Piracy Situation Risk Assessment, February 2014, Issue 22


In January the reported criminal activity against shipping was moderate. There was one confirmed attack attempt against a vessel on Gulf of Aden and few suspicious activities. Gulf of Guinea has seen the similar struggle as past months but incidents on South China Sea have dropped or reported less than in average comparing to the previous months.

There were two unorthodox incidents during the January. First the false piracy warning shocked the shipping where a vessel was reported hijacked near Eritrea on Red Sea. Turned out that the vessel was boarded by Eritrean Border Guards. Second unclear event involved a tanker that was allegedly pirated from Angola. The vessel was missing from the radar for several days and reported most of the cargo stolen by pirates once she arrived to Nigeria. Angolan officials claim that the incident was fake and organized by the vessel master itself. The case is disputed by the vessel owner and Interpol is investigating the case.

The he International Chamber of Commerce (ICC) International Maritime Bureau (IMB) has released official piracy statistics of 2013. In summary it reveals that:

– Piracy at sea has reached its lowest levels in six years, with 264 attacks recorded worldwide in 2013, a 40% drop since Somali piracy peaked in 2011. 15 incidents were reported off Somalia in 2013, down from 75 in 2012, and 237 in 2011.

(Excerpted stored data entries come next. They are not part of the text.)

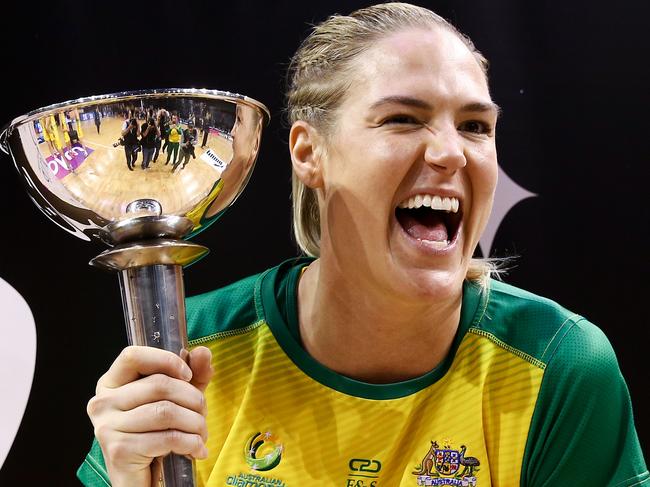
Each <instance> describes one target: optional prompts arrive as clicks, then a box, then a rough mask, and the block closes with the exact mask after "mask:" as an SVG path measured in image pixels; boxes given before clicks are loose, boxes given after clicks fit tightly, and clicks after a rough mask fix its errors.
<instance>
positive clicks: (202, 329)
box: [185, 275, 259, 345]
mask: <svg viewBox="0 0 650 487" xmlns="http://www.w3.org/2000/svg"><path fill="white" fill-rule="evenodd" d="M258 278H259V275H255V276H251V277H247V278H246V279H242V280H241V281H239V282H236V283H234V284H230V285H229V286H226V287H224V288H221V289H217V290H215V291H210V292H208V293H205V294H200V295H198V296H193V297H191V298H187V299H186V301H185V313H186V315H187V335H188V339H189V340H190V343H191V344H192V345H196V344H198V343H205V341H206V340H208V339H210V338H215V337H218V336H223V335H226V336H227V335H228V334H232V333H233V332H234V331H239V332H241V330H242V329H244V328H248V327H251V326H254V325H255V324H256V323H257V322H258V321H259V319H258V317H257V314H256V312H255V307H254V306H253V299H254V298H253V290H254V287H255V282H256V281H257V280H258Z"/></svg>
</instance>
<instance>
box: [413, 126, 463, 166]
mask: <svg viewBox="0 0 650 487" xmlns="http://www.w3.org/2000/svg"><path fill="white" fill-rule="evenodd" d="M427 129H428V131H429V132H430V134H429V135H428V137H427V141H426V148H425V152H424V160H425V162H426V163H427V164H428V165H429V166H431V167H432V168H433V169H435V170H436V171H440V172H443V173H448V174H454V173H455V172H456V171H457V170H458V169H461V168H463V167H465V165H466V164H467V159H466V158H465V153H464V151H463V144H462V140H460V136H459V135H458V133H457V132H456V129H455V127H453V128H451V129H444V130H436V129H434V128H431V127H427Z"/></svg>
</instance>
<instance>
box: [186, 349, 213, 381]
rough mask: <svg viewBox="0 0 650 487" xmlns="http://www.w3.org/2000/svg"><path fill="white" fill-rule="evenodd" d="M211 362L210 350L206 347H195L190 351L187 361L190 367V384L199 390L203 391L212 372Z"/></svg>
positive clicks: (211, 354) (209, 377)
mask: <svg viewBox="0 0 650 487" xmlns="http://www.w3.org/2000/svg"><path fill="white" fill-rule="evenodd" d="M211 362H212V352H211V351H210V349H209V348H207V347H196V348H195V349H193V350H192V351H191V352H190V355H189V358H188V362H187V363H188V365H189V366H190V368H191V369H192V380H191V381H190V384H192V385H193V386H194V387H196V388H197V389H199V390H200V391H201V392H203V391H205V388H206V387H207V386H208V384H209V383H210V379H211V378H212V375H213V374H214V371H213V370H212V364H211Z"/></svg>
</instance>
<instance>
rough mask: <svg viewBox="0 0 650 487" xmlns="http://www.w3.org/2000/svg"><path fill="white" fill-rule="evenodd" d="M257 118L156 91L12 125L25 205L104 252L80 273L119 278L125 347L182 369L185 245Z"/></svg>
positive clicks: (244, 176)
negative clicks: (161, 351) (106, 275)
mask: <svg viewBox="0 0 650 487" xmlns="http://www.w3.org/2000/svg"><path fill="white" fill-rule="evenodd" d="M268 120H269V112H268V109H267V108H266V107H265V106H264V105H262V104H261V103H259V102H257V101H255V100H253V99H251V98H248V97H246V96H242V95H238V94H234V93H229V92H222V91H213V90H203V89H164V90H150V91H137V92H125V93H115V94H111V95H102V96H93V97H89V98H80V99H78V100H73V101H68V102H65V103H59V104H56V105H51V106H48V107H45V108H41V109H39V110H35V111H33V112H30V113H28V114H26V115H23V116H21V117H18V118H16V119H15V120H13V121H12V122H11V123H10V124H9V125H8V126H7V127H6V128H5V129H4V130H3V131H2V133H1V134H0V147H1V148H2V150H4V151H5V152H6V153H7V154H10V155H11V156H12V158H13V161H14V164H15V166H16V169H17V171H18V173H19V174H20V176H21V177H22V179H23V180H24V182H25V184H26V186H27V191H28V193H29V196H30V197H31V199H32V201H34V203H36V205H37V206H38V207H39V208H40V209H41V211H43V213H45V215H46V216H47V217H48V218H49V219H50V220H52V221H53V222H54V223H56V224H57V225H58V226H60V227H61V228H63V229H64V230H66V231H68V232H69V233H71V234H73V235H75V236H77V237H79V238H81V239H83V240H88V241H90V240H91V239H93V238H95V239H100V240H102V241H103V242H105V243H106V244H107V245H108V246H109V247H110V248H109V249H108V250H106V251H105V252H103V253H101V254H100V255H98V256H97V257H95V258H94V259H93V260H91V262H90V264H91V265H93V266H96V267H99V268H102V269H107V270H112V271H118V276H119V281H120V288H121V292H122V302H123V305H124V315H125V320H126V329H127V335H128V341H129V344H134V345H146V346H151V347H156V348H162V349H165V350H170V351H172V352H174V353H176V354H178V355H180V356H181V357H183V358H185V357H186V354H187V330H186V321H185V304H184V299H185V296H184V289H183V273H182V268H183V266H186V265H189V264H191V263H192V262H195V261H196V260H198V259H200V258H201V257H203V256H204V255H205V254H206V253H207V252H208V249H207V248H206V247H203V246H201V245H197V244H194V243H191V242H189V241H187V239H189V238H190V237H192V236H193V235H196V234H197V233H199V232H201V231H203V230H204V229H206V228H207V227H208V226H210V225H211V224H212V223H213V222H214V221H216V220H217V219H218V218H219V217H220V216H221V215H222V214H223V212H224V211H225V210H226V209H227V208H228V207H229V206H230V205H231V204H232V203H233V202H234V201H235V199H237V197H238V196H239V194H240V193H241V191H242V190H243V188H244V186H245V185H246V183H247V182H248V179H249V178H250V175H251V172H252V169H253V166H254V163H255V159H256V157H257V153H258V150H259V145H260V138H261V134H262V128H263V126H264V125H265V124H266V123H267V122H268ZM163 478H164V482H165V485H166V486H168V487H170V486H178V487H180V486H182V487H185V486H193V485H194V474H193V466H192V462H191V460H189V459H188V458H187V457H185V456H181V455H174V454H172V455H168V456H167V457H165V458H164V459H163Z"/></svg>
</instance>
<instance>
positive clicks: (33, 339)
mask: <svg viewBox="0 0 650 487" xmlns="http://www.w3.org/2000/svg"><path fill="white" fill-rule="evenodd" d="M0 310H2V317H0V468H2V465H3V464H4V461H5V459H6V458H7V454H8V453H9V450H10V449H11V445H12V444H13V442H14V438H15V437H16V433H18V427H19V426H20V421H21V420H22V418H23V414H24V413H25V407H26V406H27V400H28V399H29V391H30V390H31V388H32V379H33V378H34V365H35V364H36V327H35V325H34V317H33V316H32V312H31V311H30V309H29V306H28V305H27V303H26V302H25V300H24V299H23V297H22V296H21V295H20V294H18V291H16V290H15V289H14V288H13V287H11V286H10V285H9V284H7V283H6V282H5V281H3V280H2V279H0Z"/></svg>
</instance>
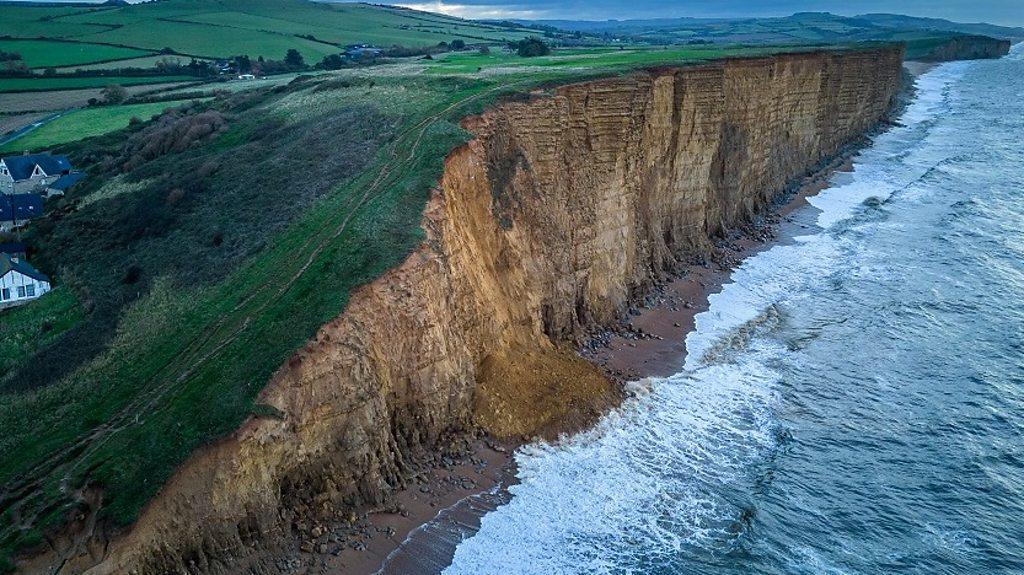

– More than 300 people were taken hostage at sea last year and 21 were injured, nearly all with guns or knives. A total of 12 vessels were hijacked, 202 were boarded, 22 were fired upon and a further 28 reported attempted attacks. Nigerian pirates were particularly violent, killing one crewmember, and kidnapping 36 people to hold onshore for ransom.

– Malaysian waters saw the hijacking of two product tankers with 27 crew taken hostage, resulting in the theft of ships’ property and cargo.

– In Indonesian anchorages and waters, IMB reports a high number of “low-level opportunistic thefts, not to be compared with the more serious incidents off Africa”. However, these accounted for more than 50% of all vessels boarded in 2013, and armed robbery increased for a fourth consecutive year.

– Attacks in India and Bangladesh are also described as “low-level and opportunistic”. The incidents off India have increased year on year since 2010, reaching 14 in 2013.